New Haven, Conn. In the largest genome-wide study of brain aneurysms ever conducted, an international team led by researchers at the Yale School of Medicine have identified three new genetic variants that increase a person's risk for developing this deadly disease.
The massive study of intracranial aneurysms involved more than 20,000 subjects and was published in the April 4 online edition of the journal Nature Genetics. The new study, the second by Yale researchers published within the last 15 months, brings to five the number of regions of the genome that have been found to contribute to the nearly 500,000 cases of this devastating disorder diagnosed worldwide annually.

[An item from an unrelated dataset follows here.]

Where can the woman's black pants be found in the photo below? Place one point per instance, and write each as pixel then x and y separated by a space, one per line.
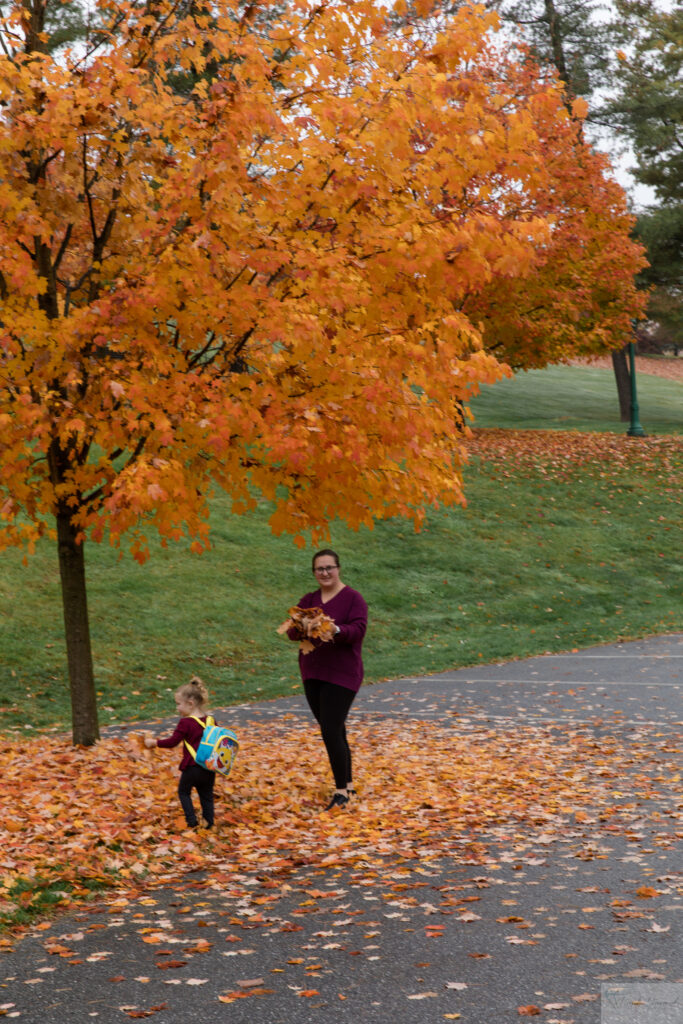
pixel 330 705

"These findings provide important new insights into the causes of intracranial aneurysms and are a critical step forward in the development of a diagnostic test that can identify people at high risk prior to the emergence of symptoms," said Murat Gunel, professor of neurosurgery, genetics and neurobiology at Yale and senior author of the paper. "Given the often-devastating consequences of the bleeding in the brain, early detection can be the difference between life and death."
The ambitious international collaboration was headed by Gunel and Richard Lifton, Sterling Professor and chair of the Department of Genetics at Yale and a Howard Hughes Medical Institute Investigator. Sixty-nine authors from 32 institutions in 10 countries contributed to the findings by analyzing 5,891 aneurysm patients from Japan and Europe and 14,181 unaffected subjects. They searched across the entire genome for changes in the genetic code that were shared more often by aneurysm patients than by unaffected individuals. The researchers determined that if a person carries all of the risk variants discovered by the Yale-led team, they are five to seven times more likely to suffer an aneurysm than those individuals who carry none.